Simplicidade é um conceito difícil. O dicionário Houaiss fornece mais de 15 significados para a alavra "simples". O que, logo de cara, mostra que definir a questão da simplicidade pode ser algo complexo.
Atualmente há uma inclinação forte para o simples. A arquitetura deve ser simples. A educação deve ser simples. A política deve ser simples. A jogada deve ser simples. O plano de negócios deve ser simples. O sistema deve ser simples. A arte deve ser simples. Enfim, o mundo deve ser simples.
E, pensando assim, logo caímos num paradoxo: como fazer coisas complexas com simplicidade? Porque, afinal, coisas complexas existem e são necessárias. Por exemplo, um sistema operacional é o software mais complexo que existe. A produção de um filme é algo complexo. Construir um estádio de futebol também é. E a economia, então, nem se fala.
Talvez o problema seja que nós estamos muito acostumados a lidar com os significados de números 9 e 10 contidos no Houaiss para o verbete "simples":
9- que não é sofisticado; modesto, singelo; habitual, comum
10- sem luxo, sem ostentação; singelo, modesto
Tentando criar sem sofisticação e com modéstia, ficamos presos a algumas possibilidades apenas. E então não saímos do lugar. O paradoxo nos vence.
Mas é aí que entram os signficados de 1 a 6:
1- que não é composto, múltiplo ou desdobrado em partes
2- que é feito de um elemento básico, que não se compõe de partes ou substâncias diferentes; singelo
3- que evita ornamentos dispensáveis ou afetação
4- desprovido de elementos acessórios
5- que é elementar, não apresentando qualquer embaraço para sua compreensão
6- isento de significações secundárias; mero, puro
O simples agora parece estar ligado a uma questão de importância. Simples é o que é indispensável, o que está no centro da questão. Mas, peraí, e aquilo ali de não ser composto? Desse jeito ficamos só com as partículas elementares: bosons e fermions (se bem que elas não são fáceis de compreender, então talvez contrariem a segunda parte da explicação 5 e não sejam simples também).
Ok, vamos pensar. Quando estou executando uma ação visando a certo objetivo, elejo os elementos que tratarei como básicos. Isso acontece sempre. Por exemplo, se quero fazer um sistema operacional, posso dizer que a linguagem de programação será meu elemento básico. Se quero fazer um filme, estabeleço que precisarei de um roteiro, atores e uma câmera. Se quero construir um prédio, vou precisar de tijolos, cimento, ferramentas, etc.

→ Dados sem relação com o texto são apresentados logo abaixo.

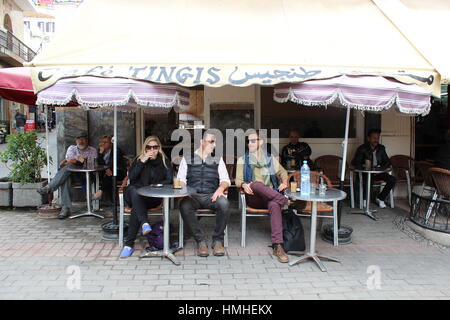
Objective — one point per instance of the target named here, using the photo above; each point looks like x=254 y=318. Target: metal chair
x=401 y=165
x=324 y=210
x=331 y=165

Enfim, há sempre um mínimo por onde começar, ainda que esse mínimo, em última instância, não seja simples (isto é, indivisível) em sua essência. Mas o que importa é que esses elementos sejam simples para quem executa a ação.

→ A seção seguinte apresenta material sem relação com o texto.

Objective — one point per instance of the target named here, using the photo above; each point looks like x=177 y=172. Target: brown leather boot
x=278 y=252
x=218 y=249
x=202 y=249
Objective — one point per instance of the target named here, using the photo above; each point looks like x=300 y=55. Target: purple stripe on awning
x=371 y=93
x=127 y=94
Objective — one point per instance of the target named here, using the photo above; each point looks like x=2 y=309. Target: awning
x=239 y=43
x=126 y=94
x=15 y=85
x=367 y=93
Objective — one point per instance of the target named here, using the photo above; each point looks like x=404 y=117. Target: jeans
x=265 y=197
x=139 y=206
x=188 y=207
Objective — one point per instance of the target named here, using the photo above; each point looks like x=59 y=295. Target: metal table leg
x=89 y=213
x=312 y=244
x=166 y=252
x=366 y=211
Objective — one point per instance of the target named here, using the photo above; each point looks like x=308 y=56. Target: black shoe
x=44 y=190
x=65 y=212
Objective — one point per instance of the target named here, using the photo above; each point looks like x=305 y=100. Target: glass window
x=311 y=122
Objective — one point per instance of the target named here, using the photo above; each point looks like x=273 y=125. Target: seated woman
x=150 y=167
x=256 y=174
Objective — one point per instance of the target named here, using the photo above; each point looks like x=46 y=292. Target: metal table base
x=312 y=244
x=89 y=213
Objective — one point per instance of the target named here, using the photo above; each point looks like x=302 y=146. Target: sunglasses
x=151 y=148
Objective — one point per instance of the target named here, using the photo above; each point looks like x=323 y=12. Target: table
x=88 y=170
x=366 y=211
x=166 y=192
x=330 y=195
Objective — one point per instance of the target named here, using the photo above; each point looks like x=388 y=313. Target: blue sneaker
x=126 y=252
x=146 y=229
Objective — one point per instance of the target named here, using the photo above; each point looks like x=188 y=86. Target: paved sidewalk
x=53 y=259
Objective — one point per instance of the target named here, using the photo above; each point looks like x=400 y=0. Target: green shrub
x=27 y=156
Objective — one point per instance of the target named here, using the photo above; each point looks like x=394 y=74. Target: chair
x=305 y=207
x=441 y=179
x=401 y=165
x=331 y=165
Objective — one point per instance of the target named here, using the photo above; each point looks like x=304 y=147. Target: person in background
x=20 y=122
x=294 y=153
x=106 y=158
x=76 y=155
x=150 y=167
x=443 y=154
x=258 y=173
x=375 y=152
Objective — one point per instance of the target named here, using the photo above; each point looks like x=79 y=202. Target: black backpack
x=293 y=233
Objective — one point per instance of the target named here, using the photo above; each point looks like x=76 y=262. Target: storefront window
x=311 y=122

Partindo daí, tenho então minhas unidades simples, meus blocos de trabalho. Se "simples" é o que não é composto, logo, o complexo é o que pode ser desdobrado em partes. Portanto, meu objetivo complexo será composto. Pelo quê? Pelos elementos simples que tenho à mão.

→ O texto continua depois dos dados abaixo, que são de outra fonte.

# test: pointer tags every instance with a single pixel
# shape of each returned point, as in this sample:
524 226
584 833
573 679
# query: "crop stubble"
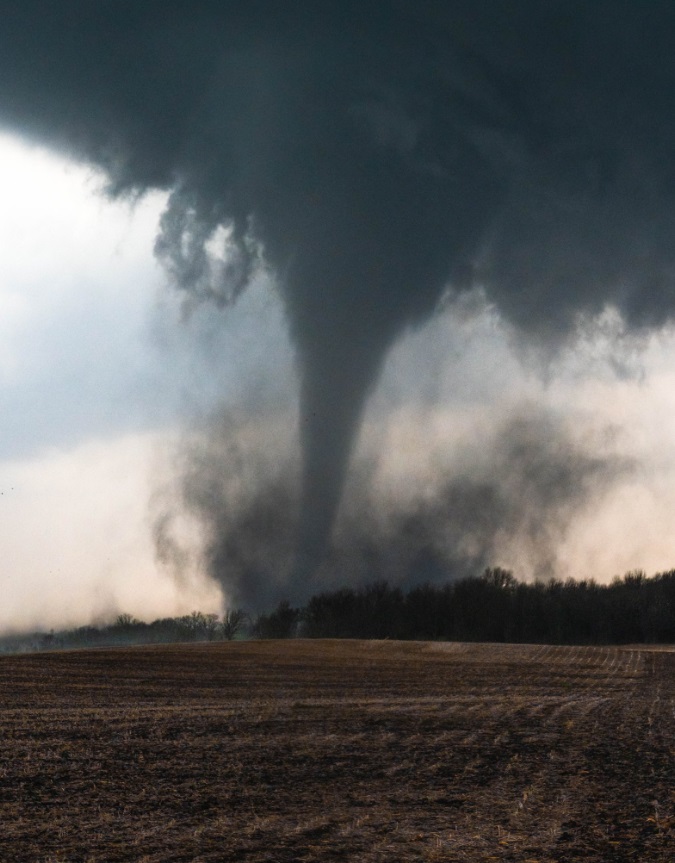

Disso resulta que o desafio de ser simples está não em produzir sempre algo pouco sofisticado e singelo, mas lembrar-se de começar pelas unidades simples, de construir uma base simples. A complexidade vai aparecendo aos poucos, conforme o conjunto é ampliado.
Essa é a maneira mais simples como consigo ver e explicar a questão da simplicidade. Espero que tenha ficado claro. Mas, se ainda estiver complexo, sugiro outra abordagem: pesquise, leia, releia, pense, reflita e tire suas próprias conclusões. Simples assim!